Can we draw a meaningful distinction between the natural and the artificial in an era of climate intervention and microbial engineering? The categorical line between the stuff of nature and the stuff of people has always been blurry; as the poet Gary Snyder observes, “There has been no wilderness without some kind of human presence for several hundred thousand years.” 1 And yet we seem to have entered a genuinely new period in our relationship with the planet and in our power to affect the processes of natural systems. Some contend that we have even entered a new geologic era, the Anthropocene. How do we come to terms with this new reality? Do we let go of the idea of nature entirely? Do we incorporate our interventions into a new definition of what is natural — the “next nature” posited by futurist Bruce Sterling and others?
Today no survey of landscape photography can ignore the changing definition of nature in the early 21st century. The work presented here expands the idea of what is natural — and what can be considered beautiful about natural landscapes — to include the effects of technological transformations and other human interventions, impositions and traces.
Bryan Graf — like Matthew Brandt and Chris McCaw, whose work I considered earlier this month — uses the photographic process to manifest qualities of the landscape that are difficult or impossible to convey through straight photography. For his project Wildlife Analysis, Graf, who lives in Maine and New Jersey, photographed sites in New Jersey that have been abandoned because they are environmentally polluted or otherwise inconvenient to develop. These landscapes, he says, are “determined by random dereliction, the discarded debris of our culture grafting itself into the landscape and nature refusing to stop doing its own work.” 2 In photographing these sites, Graf has exposed the film to incidental light leaks, creating obstructive blotches and strange, shifting colors overlaid on the images. We are denied the traditional beauty we expect from the landscape, but this marring of the images creates an unexpectedly organic beauty of its own.

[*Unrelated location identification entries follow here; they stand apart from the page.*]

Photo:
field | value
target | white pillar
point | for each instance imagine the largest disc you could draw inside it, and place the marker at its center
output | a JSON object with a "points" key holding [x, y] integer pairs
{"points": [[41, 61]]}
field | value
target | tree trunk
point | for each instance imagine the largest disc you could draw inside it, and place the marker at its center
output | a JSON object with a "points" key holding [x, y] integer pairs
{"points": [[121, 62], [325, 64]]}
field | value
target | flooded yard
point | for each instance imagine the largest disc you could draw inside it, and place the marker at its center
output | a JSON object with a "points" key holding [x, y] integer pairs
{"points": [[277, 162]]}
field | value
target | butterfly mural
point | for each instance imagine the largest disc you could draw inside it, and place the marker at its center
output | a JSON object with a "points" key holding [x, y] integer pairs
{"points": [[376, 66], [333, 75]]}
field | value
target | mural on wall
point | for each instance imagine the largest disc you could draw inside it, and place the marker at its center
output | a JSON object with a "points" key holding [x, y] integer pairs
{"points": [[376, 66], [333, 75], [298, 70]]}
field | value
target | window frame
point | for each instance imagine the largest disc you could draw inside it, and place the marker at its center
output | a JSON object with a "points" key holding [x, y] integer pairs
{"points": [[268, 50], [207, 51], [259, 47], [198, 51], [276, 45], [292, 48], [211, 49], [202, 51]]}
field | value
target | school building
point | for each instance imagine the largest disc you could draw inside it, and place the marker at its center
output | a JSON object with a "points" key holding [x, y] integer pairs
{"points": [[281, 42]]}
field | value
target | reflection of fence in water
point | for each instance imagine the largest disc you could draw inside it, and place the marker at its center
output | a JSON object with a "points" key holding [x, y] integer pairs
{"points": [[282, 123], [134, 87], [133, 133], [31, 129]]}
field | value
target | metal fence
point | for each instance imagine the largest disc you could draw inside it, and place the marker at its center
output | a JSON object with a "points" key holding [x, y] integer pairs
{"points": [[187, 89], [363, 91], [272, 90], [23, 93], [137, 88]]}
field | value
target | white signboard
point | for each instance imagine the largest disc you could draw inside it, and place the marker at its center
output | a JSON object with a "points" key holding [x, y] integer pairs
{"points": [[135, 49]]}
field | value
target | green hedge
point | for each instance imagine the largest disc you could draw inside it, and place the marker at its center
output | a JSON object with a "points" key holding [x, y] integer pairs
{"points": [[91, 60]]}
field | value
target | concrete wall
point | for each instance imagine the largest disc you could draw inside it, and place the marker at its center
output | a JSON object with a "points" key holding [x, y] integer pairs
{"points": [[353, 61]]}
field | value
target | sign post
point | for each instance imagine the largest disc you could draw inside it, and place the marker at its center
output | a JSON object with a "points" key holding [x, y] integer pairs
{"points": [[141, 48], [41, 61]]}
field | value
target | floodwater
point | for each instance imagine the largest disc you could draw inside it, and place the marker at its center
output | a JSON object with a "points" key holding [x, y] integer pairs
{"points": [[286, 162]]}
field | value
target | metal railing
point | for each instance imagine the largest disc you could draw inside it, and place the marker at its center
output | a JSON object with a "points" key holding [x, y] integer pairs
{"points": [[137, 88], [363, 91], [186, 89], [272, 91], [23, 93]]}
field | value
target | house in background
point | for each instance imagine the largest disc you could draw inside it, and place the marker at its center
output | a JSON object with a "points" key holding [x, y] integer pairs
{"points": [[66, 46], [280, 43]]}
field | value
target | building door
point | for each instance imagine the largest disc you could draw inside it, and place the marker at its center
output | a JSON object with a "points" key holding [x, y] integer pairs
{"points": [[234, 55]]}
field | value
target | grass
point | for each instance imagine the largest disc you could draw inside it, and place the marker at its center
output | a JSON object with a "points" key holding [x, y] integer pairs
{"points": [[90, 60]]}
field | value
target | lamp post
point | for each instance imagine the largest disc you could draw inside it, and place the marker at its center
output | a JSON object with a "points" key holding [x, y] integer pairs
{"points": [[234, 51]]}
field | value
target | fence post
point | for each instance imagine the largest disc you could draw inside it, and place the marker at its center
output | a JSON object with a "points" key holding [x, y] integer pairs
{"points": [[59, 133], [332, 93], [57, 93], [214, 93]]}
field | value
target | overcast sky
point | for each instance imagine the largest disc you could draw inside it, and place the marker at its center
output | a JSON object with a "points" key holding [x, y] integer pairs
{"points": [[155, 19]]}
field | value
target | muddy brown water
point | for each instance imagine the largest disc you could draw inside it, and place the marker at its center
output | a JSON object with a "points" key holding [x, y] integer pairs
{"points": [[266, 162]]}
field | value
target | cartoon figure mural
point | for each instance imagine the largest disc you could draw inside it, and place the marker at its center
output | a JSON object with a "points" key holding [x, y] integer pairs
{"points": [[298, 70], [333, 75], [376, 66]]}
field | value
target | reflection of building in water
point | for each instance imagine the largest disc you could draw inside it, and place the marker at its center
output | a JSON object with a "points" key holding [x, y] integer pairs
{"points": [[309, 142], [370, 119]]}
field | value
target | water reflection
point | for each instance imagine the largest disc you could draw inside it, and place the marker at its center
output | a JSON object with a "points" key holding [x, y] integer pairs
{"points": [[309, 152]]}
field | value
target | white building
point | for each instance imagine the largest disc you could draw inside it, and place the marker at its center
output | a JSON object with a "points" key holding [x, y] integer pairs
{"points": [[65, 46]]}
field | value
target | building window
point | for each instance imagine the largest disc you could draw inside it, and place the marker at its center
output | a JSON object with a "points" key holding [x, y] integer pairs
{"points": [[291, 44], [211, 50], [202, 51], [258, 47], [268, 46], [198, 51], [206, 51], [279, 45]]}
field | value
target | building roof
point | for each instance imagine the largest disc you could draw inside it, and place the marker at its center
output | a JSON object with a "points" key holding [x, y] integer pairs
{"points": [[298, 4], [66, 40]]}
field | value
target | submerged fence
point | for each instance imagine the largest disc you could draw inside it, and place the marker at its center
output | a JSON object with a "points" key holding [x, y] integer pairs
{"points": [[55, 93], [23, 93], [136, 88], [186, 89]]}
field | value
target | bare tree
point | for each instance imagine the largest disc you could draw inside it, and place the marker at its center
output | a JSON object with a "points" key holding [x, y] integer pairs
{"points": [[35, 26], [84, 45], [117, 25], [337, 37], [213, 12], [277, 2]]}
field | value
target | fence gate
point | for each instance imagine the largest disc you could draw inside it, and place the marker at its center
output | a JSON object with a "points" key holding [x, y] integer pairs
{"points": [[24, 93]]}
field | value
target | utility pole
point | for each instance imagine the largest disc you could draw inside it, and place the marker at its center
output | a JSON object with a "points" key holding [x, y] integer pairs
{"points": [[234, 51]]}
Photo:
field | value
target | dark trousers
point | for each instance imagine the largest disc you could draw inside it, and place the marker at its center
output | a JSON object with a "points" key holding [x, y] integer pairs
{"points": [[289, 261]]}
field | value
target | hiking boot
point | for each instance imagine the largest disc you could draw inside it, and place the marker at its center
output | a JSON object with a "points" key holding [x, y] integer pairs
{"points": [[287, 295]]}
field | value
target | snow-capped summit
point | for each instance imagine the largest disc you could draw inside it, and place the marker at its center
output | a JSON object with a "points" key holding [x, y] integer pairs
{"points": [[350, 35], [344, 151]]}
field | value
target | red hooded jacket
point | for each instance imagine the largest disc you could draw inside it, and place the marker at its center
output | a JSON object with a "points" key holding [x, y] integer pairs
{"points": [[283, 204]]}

Letha Wilson, a photographer raised in Colorado and living in New York, clearly has an affinity for wilderness landscapes of the West, and her work begins in a traditional, almost reverential mode. But she physically manipulates her photographs — cutting and folding them, marking them with spray paint, pouring concrete over them, integrating them into the architecture of a gallery — to create an experience between the imaged space of the photograph and the actual space occupied by the viewer. A surface of real concrete echoes photographs of rock formations. The undulating curve of a print woven through a gallery wall mimics the slot canyon it pictures. Just as we are not sure where the photograph ends and the object or architecture begins, we find it hard to distinguish what in these works represents the natural world and what is constructed. We also wonder how much that distinction matters.
Kirsten Kay Thoen is a maker of objects incorporating photographs of the natural world which, at first glance, appear to follow recent trends in hip furniture and interior design. (That she is from Brooklyn only heightens the comparison.) But unlike some designers and crafters, whose use of nature imagery is merely decorative, driven by ironic wit or easy sentiment, Thoen’s works are designed around photographs of nature, often enclosed completely within a prism or frame. The relationship between image and object is enigmatic. Do these works conjure nature’s primal power, containing it symbolically, as talismans? Or do they suggest that nature itself has become the symbol, emptied of its power in a world circumscribed by our presence?
Several artists featured earlier in this series focused on light as an elemental power of nature. Christina Seely, a photographer based in San Francisco, also takes light as her subject, but hers is the light of the built environment. For her project Lux, Seely has traveled the world, following NASA maps of the most brightly lit metropolitan areas and photographing each city at night, glowing with light pollution. The illumination of our cities is perhaps the most visible sign of our presence on the planet, a visual correlate of the invisible emissions generated in the process of energizing our cities. Bright enough that they could almost be daytime scenes, the landscapes in Seely’s photographs are familiar, but strange and unsettling. This is the world as we’ve made it — changed, likely unsustainable, but also beautiful.